Friday, September 08, 2006

Boysenberry Togetherness

I made myself a peanut butter and jelly sandwich having gotten back from the "club" at a little after 1:00 a.m. this morning. The reggae band was pretty awesome, and the grooviness of the music made me want to close my eyes and pretend I was in Jamaica rather than downtown Newport Beach.
So as I was spreading the jelly on the bread, I was reminded that he liked boysenberry jam-just like me; it was both our favorites. It was little things like this that make me think of the time when I was happiest. It was crazy like that, the way we liked the same random things. we had so much in common, him and I.
But the other day he called me and reminded me that he now is "in a different place in his life" as if justifying why he would find the need to be with "new girl" rather than me.
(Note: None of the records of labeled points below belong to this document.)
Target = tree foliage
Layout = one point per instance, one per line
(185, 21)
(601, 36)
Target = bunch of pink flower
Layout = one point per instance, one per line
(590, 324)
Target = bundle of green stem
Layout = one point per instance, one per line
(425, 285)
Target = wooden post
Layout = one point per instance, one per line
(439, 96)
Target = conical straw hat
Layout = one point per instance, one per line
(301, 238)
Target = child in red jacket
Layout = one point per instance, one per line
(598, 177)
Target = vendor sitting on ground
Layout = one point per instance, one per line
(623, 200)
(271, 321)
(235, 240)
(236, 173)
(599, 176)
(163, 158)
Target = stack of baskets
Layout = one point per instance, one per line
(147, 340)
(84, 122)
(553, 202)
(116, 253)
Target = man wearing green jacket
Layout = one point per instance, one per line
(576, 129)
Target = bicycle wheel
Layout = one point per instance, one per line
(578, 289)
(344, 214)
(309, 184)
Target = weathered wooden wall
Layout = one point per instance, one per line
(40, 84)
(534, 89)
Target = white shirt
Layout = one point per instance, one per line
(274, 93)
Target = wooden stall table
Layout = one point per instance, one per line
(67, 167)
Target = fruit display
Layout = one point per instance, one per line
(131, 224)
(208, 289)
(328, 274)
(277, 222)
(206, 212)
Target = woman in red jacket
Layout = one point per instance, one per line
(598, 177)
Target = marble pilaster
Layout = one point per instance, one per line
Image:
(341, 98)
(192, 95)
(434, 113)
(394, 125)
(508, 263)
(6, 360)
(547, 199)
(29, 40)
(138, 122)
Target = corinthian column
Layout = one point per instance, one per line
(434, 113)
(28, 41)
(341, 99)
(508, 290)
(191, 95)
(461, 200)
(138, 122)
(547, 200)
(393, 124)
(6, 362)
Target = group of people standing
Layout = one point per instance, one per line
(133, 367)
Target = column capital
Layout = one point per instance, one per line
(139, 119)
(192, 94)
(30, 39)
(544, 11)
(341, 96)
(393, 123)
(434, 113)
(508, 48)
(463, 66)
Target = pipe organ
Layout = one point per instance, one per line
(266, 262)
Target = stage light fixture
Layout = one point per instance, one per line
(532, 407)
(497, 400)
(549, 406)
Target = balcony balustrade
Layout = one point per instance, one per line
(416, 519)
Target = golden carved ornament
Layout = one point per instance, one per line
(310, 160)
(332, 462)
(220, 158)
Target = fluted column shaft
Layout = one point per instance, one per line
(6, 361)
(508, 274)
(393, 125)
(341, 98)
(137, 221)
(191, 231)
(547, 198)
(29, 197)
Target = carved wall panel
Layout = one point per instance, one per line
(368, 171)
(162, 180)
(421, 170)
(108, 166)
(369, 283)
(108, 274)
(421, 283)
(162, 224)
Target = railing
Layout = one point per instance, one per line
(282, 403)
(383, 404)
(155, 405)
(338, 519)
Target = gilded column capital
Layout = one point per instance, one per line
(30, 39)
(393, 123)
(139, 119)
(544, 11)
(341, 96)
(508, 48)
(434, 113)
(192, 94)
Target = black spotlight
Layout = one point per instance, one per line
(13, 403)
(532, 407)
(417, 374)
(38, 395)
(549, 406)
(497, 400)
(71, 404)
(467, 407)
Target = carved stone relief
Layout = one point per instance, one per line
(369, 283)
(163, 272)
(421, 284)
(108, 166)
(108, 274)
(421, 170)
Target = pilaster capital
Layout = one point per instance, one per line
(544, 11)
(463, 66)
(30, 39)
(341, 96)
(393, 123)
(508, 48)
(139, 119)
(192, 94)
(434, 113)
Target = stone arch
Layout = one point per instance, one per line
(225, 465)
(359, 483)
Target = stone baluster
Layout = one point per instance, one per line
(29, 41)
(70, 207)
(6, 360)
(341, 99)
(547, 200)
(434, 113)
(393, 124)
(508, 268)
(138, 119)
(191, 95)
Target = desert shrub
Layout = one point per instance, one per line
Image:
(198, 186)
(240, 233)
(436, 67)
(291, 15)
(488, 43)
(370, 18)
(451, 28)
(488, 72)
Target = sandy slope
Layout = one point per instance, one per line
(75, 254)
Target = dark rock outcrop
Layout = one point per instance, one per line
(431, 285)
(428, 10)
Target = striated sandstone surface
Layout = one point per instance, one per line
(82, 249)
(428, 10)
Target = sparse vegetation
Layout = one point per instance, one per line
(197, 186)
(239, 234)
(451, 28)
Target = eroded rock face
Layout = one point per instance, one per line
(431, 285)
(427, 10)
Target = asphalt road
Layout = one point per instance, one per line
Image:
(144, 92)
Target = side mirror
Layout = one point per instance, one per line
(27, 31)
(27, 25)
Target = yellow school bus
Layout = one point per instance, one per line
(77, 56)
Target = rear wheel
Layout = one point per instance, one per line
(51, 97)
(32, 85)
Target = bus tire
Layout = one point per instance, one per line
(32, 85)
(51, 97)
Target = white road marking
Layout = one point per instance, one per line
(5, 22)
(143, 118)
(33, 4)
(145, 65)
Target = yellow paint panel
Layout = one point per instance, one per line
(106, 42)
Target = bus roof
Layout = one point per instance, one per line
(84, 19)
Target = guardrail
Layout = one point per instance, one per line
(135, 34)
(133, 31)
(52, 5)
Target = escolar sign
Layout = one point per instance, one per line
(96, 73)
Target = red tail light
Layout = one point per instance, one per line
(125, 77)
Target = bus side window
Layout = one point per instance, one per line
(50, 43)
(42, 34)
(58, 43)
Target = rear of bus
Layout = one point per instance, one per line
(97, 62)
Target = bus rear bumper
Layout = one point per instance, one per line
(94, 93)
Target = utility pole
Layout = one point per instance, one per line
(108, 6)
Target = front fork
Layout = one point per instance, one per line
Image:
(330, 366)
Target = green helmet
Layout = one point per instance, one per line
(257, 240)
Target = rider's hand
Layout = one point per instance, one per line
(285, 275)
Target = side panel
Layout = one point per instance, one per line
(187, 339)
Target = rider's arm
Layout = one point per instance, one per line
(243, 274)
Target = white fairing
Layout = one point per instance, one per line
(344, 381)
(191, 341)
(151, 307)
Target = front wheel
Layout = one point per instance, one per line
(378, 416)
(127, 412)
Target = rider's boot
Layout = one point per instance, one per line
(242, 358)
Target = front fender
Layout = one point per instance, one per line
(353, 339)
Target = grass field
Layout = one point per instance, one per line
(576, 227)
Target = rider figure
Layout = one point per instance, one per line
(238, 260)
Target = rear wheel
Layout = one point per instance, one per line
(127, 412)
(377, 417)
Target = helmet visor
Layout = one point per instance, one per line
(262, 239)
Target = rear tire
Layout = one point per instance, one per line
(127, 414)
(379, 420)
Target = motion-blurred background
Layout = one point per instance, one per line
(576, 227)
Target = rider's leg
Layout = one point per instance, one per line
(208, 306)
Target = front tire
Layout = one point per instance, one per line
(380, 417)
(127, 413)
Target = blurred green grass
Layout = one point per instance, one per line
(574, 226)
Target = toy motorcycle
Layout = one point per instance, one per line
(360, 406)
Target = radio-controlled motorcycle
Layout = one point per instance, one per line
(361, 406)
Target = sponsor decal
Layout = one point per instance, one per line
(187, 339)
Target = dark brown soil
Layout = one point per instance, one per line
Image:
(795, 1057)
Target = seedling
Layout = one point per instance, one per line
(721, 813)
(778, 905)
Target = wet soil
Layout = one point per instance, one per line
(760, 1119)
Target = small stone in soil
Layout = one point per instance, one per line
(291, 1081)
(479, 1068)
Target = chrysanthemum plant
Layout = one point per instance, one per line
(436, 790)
We had so much to talk about, we'd talk for hours. I didn't think it was possible that a person (especially a guy) would have so much to say. He liked boysenberry syrup and loved breakfast as much as I do. He liked my artistic talents and I loved his ninjitsu training skills; he always promised to teach me-but I was a poor student.
He made me tea just the way I liked it, and would make me dinner "just because."
But he's with someone else now, and I am not as bitter about it as I thought I'd be. I have finally accepted it and am ready to move on. Perhaps the next guy will like all of the things that he didn't. Perhaps my new guy will want to cuddle with me, want to take vacations and explore the world, will want to really live.
I realized that the boysenberry is really a combination of three berries-the raspberry, loganberry, and blackberry. They took three very good berries and combined them to make what I consider to be the best berry. And I guess that's what it is that makes a good relationship.
Instead of looking at my past as yet another time of broken hearts and dreams, I think that J is like one of the berries-one of the experiences I needed in my life to combine together to make me who I am. And me, the new and improved Sarah who has learned from her mistakes, will go forward and take what she's learned-the good and the bad-and will use it to better her next relationship.
Old relationships are merely the fruits of labor that combine to make you into the wonderful person that you are. Instead of hurting you, they help to form you and make you stronger, better.
There was once a time when I regretted meeting J, but now I am glad because it taught me to be a better person, and to look for better people than myself. It's important to look for people who lift you up, challenge you, and make you into a better person. After all, you owe it to yourself to be the best berry you can be, right?